As for minorities, there is a need for financial advisors who speak other languages fluently, who can express investment goals and objectives, explain risks and returns, and formulate comprehensive financial plans in the client’s dominant language. Bring your own story, passions, and experience to the advisor-client relationship. Take advantage of your uniqueness to better serve your clients.

I&WM: You’ve been involved in the CPWA/Wealth Management Committee. How has your involvement in the Investments & Wealth Institute helped you grow professionally? How has it helped you grow your practice?

Maldonado: I acquired my CPWA certification in July 2011. I knew from the moment I handed in my test that I wanted to help grow awareness about the knowledge shared in this certification process. I also wanted to meet and get to know the people who had developed such an amazing curriculum.

I was extremely lucky to have been appointed to the Wealth Management Committee Board, now known as the Wealth Management Commission. I now have the privilege of leading the Commission, which helped me get a new perspective on the priority that an exceptional certification experience holds in the Investments & Wealth Institute business model. As chair of the Commission, I also have gained a better understanding of challenges facing the many players that form the financial community serviced by The Institute.

I have been attending Investments & Wealth Institute events since 2004, right before I obtained my CIMA certification.
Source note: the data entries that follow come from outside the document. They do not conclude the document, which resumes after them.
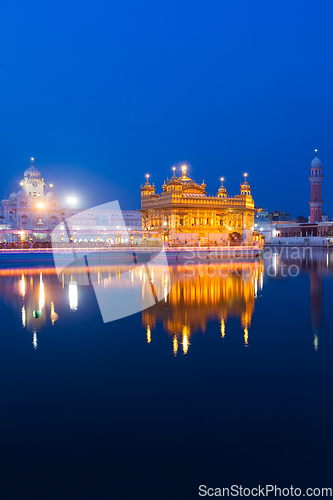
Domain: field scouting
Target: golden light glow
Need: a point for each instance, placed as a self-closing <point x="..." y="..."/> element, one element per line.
<point x="34" y="340"/>
<point x="53" y="316"/>
<point x="315" y="342"/>
<point x="41" y="303"/>
<point x="24" y="316"/>
<point x="246" y="336"/>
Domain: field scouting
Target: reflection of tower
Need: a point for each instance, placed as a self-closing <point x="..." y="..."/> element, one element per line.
<point x="316" y="306"/>
<point x="316" y="201"/>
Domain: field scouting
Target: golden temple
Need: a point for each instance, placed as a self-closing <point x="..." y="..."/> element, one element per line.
<point x="183" y="214"/>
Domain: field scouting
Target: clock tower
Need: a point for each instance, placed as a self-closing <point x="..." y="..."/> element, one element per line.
<point x="32" y="182"/>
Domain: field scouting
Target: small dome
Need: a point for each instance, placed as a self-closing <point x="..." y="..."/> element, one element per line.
<point x="32" y="171"/>
<point x="316" y="162"/>
<point x="51" y="196"/>
<point x="20" y="194"/>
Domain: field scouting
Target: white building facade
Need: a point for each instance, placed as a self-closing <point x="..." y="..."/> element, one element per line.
<point x="34" y="211"/>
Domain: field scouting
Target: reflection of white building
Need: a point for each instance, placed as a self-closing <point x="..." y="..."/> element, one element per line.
<point x="32" y="211"/>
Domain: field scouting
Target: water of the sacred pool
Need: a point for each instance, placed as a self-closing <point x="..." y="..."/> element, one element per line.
<point x="225" y="380"/>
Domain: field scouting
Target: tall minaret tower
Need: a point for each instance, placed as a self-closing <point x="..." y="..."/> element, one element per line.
<point x="316" y="201"/>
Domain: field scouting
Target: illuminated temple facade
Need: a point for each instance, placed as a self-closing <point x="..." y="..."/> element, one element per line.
<point x="184" y="214"/>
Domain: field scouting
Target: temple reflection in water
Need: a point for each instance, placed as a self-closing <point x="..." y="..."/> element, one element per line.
<point x="199" y="294"/>
<point x="203" y="293"/>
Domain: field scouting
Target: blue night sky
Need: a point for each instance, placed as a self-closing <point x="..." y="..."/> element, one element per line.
<point x="101" y="93"/>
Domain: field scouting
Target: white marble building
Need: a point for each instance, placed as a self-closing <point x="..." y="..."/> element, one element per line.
<point x="35" y="210"/>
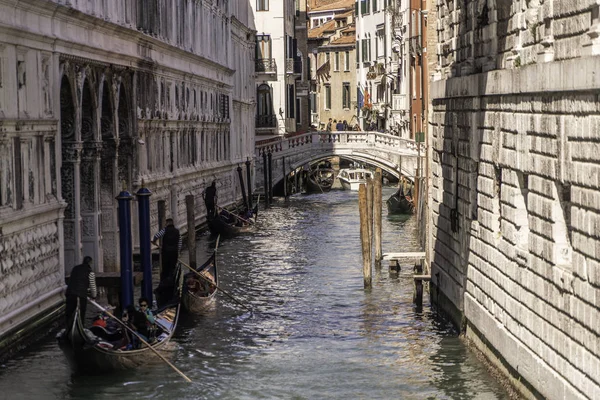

I always have been impressed with the quality of the conferences, the presentations, the material, and especially with the focus on providing top-class education experiences, not pushing products, managers, or services on a crowd of advisors. I enjoyed the opportunity to attend classes at Wharton Executive Education and the Chicago Booth School of Business. Obtaining CIMA certification and combining it with the knowledge I acquired through the CFP certification process changed my outlook about what a financial advisor could do for a client. Of all my professional certifications I favor CPWA. I believe the CPWA certification allows financial advisors to implement wealth management solutions for clients taking into consideration taxes, legacy plans, and family goals. Understanding comprehensive financial planning strategies allows us to concentrate on what matters to our clients—developing long-term strategies and relationships—instead of focusing on the next hot idea.

The materials developed by The Institute, or offered as part of the certification process, have been of continuous value to the financial process we offer our clients. The certifications have given me industry recognition and knowledge, have opened doors for me professionally, allowed me to present at several conferences, and were the key for a successful transition into the advisory business. Being certified has allowed me the privilege of influencing colleagues to commit to making continuing education a priority.

By participating in the Commission, I met the successful advisors and educators who participate in the CPWA process, but it also opened the door for me to interact with advisors involved in a number of committees at The Institute. For me, this opportunity to meet other advisors is invaluable. Education, best practice ideas, strategies to grow the business, and creative ideas to better meet clients’ needs are not easy to acquire in this competitive industry. But in any Institute volunteer environment, industry leaders, advisors, suppliers, and educators freely share this information.

My different interactions with The Institute have inspired me to become a better professional and given me the confidence to grow my business and to form a team that is among the top producers in my firm. I am aware that I am fast approaching the maximum amount of time I can volunteer on the CPWA Commission, but I look forward to exploring other ways in which I can continue to contribute, participate, and stay connected with the Institute as well as the incredible professionals who work and volunteer there.